Nacera Belaza
Artiste associée
Portrait, par Catherine Faye
Danser, une nécessité vitale. Comme respirer. Dans ses pièces, Nacera Belaza poursuit son exploration: sculpter le vide, lui donner un corps, le rendre palpable. “ Ceci n’est pas de la danse, ceci est un trait, un seul mouvement, celui d’échapper à soi…”, indique cette autodidacte née en 1969 dans un hameau proche de Médéa, en Algérie. C’est là aussi qu’elle passe sa petite enfance, avant que sa famille ne s’installe à Reims, 1973. C’est là aussi qu'elle revient chaque été, à la période des mariages, où s’entremêlent les chants des femmes, le son des darboukas et les youyous, lors de soirées que seules éclairent des bougies. Avec la liberté retrouvée auprès d’une famille élargie, chose perdue en France, où elle vit avec ses frères, ses soeurs et ses parents. “Certains s’intègrent, se diluent ; d’autres se replient, par peur de vivre dans un pays sans vraiment y vivre”, raconte la Franco-Algérienne, qui n’a de cesse de creuser le sillon de l’aller-retour entre ses deux patries. Une passerelle indissociable de ses créations et de son engagement dans la transmission et le partage. “Parler du geste de Nacera Belaza, c’est revenir sur ce qui fonde en mémoire son appartenance à une terre, l’Algérie, et à un entre-deux, une mer, la Méditerranée, en ce qu’il est un mi-lieu, à moitié de tout, pris entre deux-rives. Comme si son geste dansé se trouvait en ces bords où le là-bas interroge l’ici où qu’il soit”, écrit Frédérique Villemur dans l’ouvrage qu’elle lui consacre, Nacera Belaza, entre deux rives (Actes Sud). Répétition du geste, lenteur infinie, étirement du temps, ses chorégraphies explorent quelque chose de plus grand, de plus infime aussi : la naissance de la danse.

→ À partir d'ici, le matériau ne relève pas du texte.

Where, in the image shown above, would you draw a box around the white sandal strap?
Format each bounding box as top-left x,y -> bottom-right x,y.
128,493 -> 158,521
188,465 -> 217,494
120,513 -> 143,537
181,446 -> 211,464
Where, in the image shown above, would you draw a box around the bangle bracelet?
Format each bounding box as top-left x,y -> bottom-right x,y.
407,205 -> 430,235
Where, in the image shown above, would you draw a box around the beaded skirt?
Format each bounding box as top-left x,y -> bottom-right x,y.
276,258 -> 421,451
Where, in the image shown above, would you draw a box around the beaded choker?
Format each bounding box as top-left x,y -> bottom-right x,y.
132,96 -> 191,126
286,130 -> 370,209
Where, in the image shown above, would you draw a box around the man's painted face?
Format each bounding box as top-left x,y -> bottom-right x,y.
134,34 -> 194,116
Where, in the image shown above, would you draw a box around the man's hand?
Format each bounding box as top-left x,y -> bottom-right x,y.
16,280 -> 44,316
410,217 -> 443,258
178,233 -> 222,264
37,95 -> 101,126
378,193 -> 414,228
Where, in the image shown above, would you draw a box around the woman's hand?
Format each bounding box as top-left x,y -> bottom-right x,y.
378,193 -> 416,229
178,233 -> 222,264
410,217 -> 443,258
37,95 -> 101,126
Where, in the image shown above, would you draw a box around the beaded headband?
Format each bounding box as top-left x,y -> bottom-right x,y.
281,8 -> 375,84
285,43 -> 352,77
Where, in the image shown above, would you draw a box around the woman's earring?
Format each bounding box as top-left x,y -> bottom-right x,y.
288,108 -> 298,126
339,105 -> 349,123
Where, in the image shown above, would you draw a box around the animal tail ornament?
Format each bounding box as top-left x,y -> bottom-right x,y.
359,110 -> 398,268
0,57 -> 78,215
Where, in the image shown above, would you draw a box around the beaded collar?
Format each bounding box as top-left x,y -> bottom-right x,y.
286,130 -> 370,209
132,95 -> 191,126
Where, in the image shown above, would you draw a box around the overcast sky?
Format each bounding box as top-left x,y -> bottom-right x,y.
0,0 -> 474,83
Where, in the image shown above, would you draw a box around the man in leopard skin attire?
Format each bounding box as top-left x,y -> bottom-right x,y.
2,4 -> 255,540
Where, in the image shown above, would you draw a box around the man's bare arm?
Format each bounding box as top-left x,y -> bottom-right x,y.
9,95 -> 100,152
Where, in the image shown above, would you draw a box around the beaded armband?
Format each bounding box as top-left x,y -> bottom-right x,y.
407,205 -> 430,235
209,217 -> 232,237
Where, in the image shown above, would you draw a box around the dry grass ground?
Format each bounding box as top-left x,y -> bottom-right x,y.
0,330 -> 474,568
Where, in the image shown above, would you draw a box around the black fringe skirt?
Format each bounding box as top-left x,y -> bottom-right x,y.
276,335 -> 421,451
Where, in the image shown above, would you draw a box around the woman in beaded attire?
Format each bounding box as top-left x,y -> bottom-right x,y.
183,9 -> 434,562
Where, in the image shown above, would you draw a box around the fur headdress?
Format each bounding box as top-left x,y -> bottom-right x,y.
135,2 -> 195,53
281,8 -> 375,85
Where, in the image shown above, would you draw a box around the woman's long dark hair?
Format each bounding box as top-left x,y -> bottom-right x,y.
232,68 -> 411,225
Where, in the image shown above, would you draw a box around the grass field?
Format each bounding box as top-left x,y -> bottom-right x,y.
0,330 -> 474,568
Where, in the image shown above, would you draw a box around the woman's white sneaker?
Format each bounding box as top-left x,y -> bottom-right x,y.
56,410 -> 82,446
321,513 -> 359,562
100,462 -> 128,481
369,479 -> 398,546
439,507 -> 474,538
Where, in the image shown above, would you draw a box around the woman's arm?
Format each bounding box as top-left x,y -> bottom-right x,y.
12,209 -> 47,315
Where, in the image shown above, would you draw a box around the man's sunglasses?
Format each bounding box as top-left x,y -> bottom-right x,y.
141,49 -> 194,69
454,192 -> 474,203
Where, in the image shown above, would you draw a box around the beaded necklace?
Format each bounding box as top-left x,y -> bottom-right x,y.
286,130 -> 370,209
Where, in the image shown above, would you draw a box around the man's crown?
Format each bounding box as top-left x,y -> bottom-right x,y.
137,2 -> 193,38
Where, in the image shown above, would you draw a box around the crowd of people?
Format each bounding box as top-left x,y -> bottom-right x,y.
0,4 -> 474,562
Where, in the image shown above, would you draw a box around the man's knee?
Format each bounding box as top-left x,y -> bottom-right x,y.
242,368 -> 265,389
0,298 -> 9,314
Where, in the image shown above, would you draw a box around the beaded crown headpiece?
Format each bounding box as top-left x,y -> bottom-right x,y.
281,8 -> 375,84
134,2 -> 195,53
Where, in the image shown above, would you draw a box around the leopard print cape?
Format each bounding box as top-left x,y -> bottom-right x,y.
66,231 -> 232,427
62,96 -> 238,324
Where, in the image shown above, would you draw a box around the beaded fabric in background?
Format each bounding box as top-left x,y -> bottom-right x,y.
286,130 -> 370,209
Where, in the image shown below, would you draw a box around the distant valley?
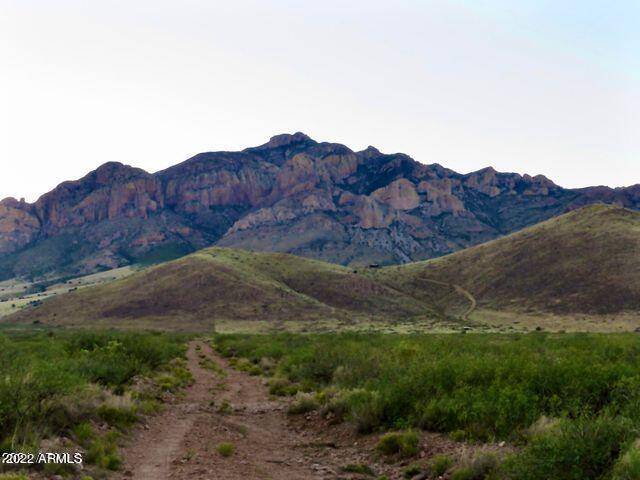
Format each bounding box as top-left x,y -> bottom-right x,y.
0,133 -> 640,282
6,204 -> 640,331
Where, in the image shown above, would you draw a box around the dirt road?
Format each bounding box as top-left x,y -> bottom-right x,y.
116,341 -> 459,480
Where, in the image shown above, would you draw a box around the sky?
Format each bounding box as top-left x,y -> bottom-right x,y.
0,0 -> 640,201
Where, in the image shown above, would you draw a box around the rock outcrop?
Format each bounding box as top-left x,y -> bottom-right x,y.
0,133 -> 640,278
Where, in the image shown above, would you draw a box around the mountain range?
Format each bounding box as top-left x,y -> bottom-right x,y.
7,204 -> 640,331
0,132 -> 640,279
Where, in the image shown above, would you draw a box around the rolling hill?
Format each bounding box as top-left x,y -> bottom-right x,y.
376,204 -> 640,317
7,247 -> 443,330
5,204 -> 640,330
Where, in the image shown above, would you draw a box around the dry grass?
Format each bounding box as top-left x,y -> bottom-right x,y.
378,205 -> 640,315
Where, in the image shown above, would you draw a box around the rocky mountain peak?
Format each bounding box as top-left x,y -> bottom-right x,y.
0,132 -> 640,278
256,132 -> 316,150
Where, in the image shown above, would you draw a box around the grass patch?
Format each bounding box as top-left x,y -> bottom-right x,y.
0,331 -> 189,474
215,332 -> 640,480
341,463 -> 375,476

Nacera Belaza la pratique depuis ses 8 ans. Dès que ses parents sortent de l’appartement - car cela lui est strictement interdit -, elle pousse les meubles et se met à danser. “J’ai utilisé mon corps pour pouvoir m’exprimer.” Son rapport à la musique et au corps est spontané. Dès lors, il devient langage. Face à l’emprisonnement de sa double culture - qui deviendra ensuite sa meilleure alliée -, la jeune danseuse parle à travers son corps. En 1982, elle découvre Michael Jackson et le clip “Billie Jean”. C’est une trainée de poudre. “J’ai vu quelqu’un qui incarnait la voix et l’intime, ça me parlait, ça m’était familier, c’était une langue que je comprenais.” Plus elle grandit, plus les interdits deviennent forts et se referment sur elle. Elle n’a ni le droit de sortir, ni celui de danser. Elle ne peut qu’aller à l’école. Nous sommes dans les années 1990, et le durcissement venu des imams d’Arabie saoudite se fait ressentir. L’étau se resserre, et son désire de liberté devient de plus en plus fort. Alors qu’elle suit des études de lettre modernes à l’université de Reims, la littérature devient un détonateur fabuleux. Le Meilleur des mondes, d’Aldous Huxley, lui montre la voie. Il y a deux façons d’explorer le monde: soit on part à sa découverte et on voyage, soit on plonge à l’intérieur de soi. Elle comprend alors qu’elle peut être libre là où elle est. Le voyage devient vertical et la danse une introspection. Minimaliste. Sa quête spirituelle - elle est de confession musulmane - l’empêche de sombrer dans la violence. Jusqu’à la rupture. À 27 ans, elle décide de quitter sa famille, seule. C’est le vertige. Et l’envol. Elle crée sa compagnie en 1989. Son rayonnement est international. En 2015, Nacera Belaza est nommée Chevalier de l’ordre des Arts et des Lettres. Pour la première fois, ses amis et sa famille sont rassemblés dans une même pièce. “Mes parents ont pleurés. Puis ma mère m’a dit que je les avais rendus fiers." Ici, et en Algérie. Une consécration après tant d’années de combat. Et de résistances.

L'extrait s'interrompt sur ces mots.